Jovens africanos na rota migratória para a Europa, vendidos em leilões
como escravos, surrados, sequestrados em troca de resgate. Isso há anos
acontece na Líbia. Organizações sociais e as próprias vítimas já denunciaram
várias vezes, com pouca repercussão. Entretanto, um vídeo contando como
funciona esse mercado de seres humanos, divulgado há uma semana pela rede CNN,
gerou uma onda de indignação na África.
“É muito perverso ter tudo ajeitado para que trabalhadores sejam
escravizados”
Os presidentes da África ocidental, a região de origem da maior parte dos
migrantes, reagiram com firmeza.
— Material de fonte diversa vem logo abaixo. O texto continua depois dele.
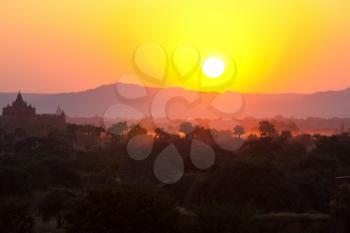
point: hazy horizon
(277, 47)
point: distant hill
(95, 102)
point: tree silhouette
(267, 129)
(119, 128)
(238, 130)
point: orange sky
(277, 46)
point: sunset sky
(72, 45)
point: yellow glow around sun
(213, 67)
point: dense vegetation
(48, 185)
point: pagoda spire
(19, 97)
(59, 110)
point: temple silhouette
(22, 117)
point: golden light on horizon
(277, 46)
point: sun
(213, 67)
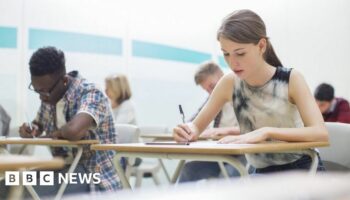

O primeiro foi Mahamadou Issoufou (Níger), que
solicitou uma investigação ao Tribunal Penal Internacional e convocou seu
embaixador na Líbia para consultas. Idêntica decisão tomou Roch Kaboré (Burkina
Faso), junto com um apelo às autoridades líbias para que atuem. O Governo
senegalês exigiu uma investigação pelo que o presidente malinês, Ibrahim
Boubacar Keita, denominou de “barbárie que interpela a consciência de toda a
humanidade”. Todos solicitaram à União Europeia, à União Africana e às Nações
Unidas que intervenham de uma vez.
Até o secretário-geral das Nações Unidas, António Guterres, declara-se
“horrorizado” e não descarta a possibilidade de processar os responsáveis por
crimes contra a humanidade. “A escravidão não tem lugar em nosso mundo”, disse
Guterres nesta segunda-feira, “isto nos recorda da necessidade de abordar os
fluxos migratórios de maneira global e humana (…) e reforçar a cooperação
internacional para reprimir os atravessadores e traficantes, e para proteger os
direitos de suas vítimas”. O Governo de unidade nacional da Líbia anunciou a
abertura de um inquérito.
A sociedade civil africana também elevou a voz. Os mais midiáticos foram
os jogadores de futebol que atuam na Europa, encabeçados por Geoffrey
Kondogbia, atleta do Valencia de origem centro-africana, que neste domingo,
durante um jogo contra o Espanyol, ostentou uma camiseta com os dizeres:
“Futebol à parte, não estou à venda”. Da Inglaterra, o franco-guineano Paul
Pogba, astro do Manchester United, pedia em seu perfil do Twitter “que esta
crueldade acabe”. Tanto Pogba como Cheick Doukouré, jogador do Levante,
comemoraram seus gols com um gesto expressivo, unindo seus antebraços como se
estivessem atados.
No Twitter, as hashtags #stopslavery e #StopEsclavageEnLibye (“parem a
escravidão” e “parem a escravidão na Líbia”) estão aglutinando as mensagens de
uma campanha que foi sendo orquestrada aqui e ali, sob a liderança de artistas,
intelectuais e ativistas que criticam a Líbia, mas também a União Europeia,
acusada de cumplicidade com o regime desse país africano, “eleito como sócio
encarregado de assegurar a fronteira sul da Europa”, segundo um manifesto
assinado, entre outros, pelos cantores Tiken Jah Fakoly, Salif Keita e
Angelique Kidjo, pelo ator Omar Sy, pelo ciberativista Cheik Fall, pelo
escritor Alain Mabanckou e pelo ex-tenista Yannick Noah. “Senhores presidentes,
estamos estupefatos por seu silêncio”, afirmou o conhecido cantor de reggae
Alpha Blondy há alguns dias.
Neste sábado, cerca de mil pessoas saíram às ruas de Paris sob o lema
“não à escravidão na Líbia”, enquanto os países começam a adotar medidas.
Seguindo o conselho da União Africana, a Costa do Marfim decidiu repatriar no
fim de semana 155 migrantes que estavam retidos em um centro de detenção de
Zouara, no oeste da Líbia. Os jovens, incluindo 89 mulheres e vários menores de
idade, desembarcaram na segunda-feira no aeroporto de Abidjã e se beneficiarão
de programas de ajuda financiados pela União Europeia.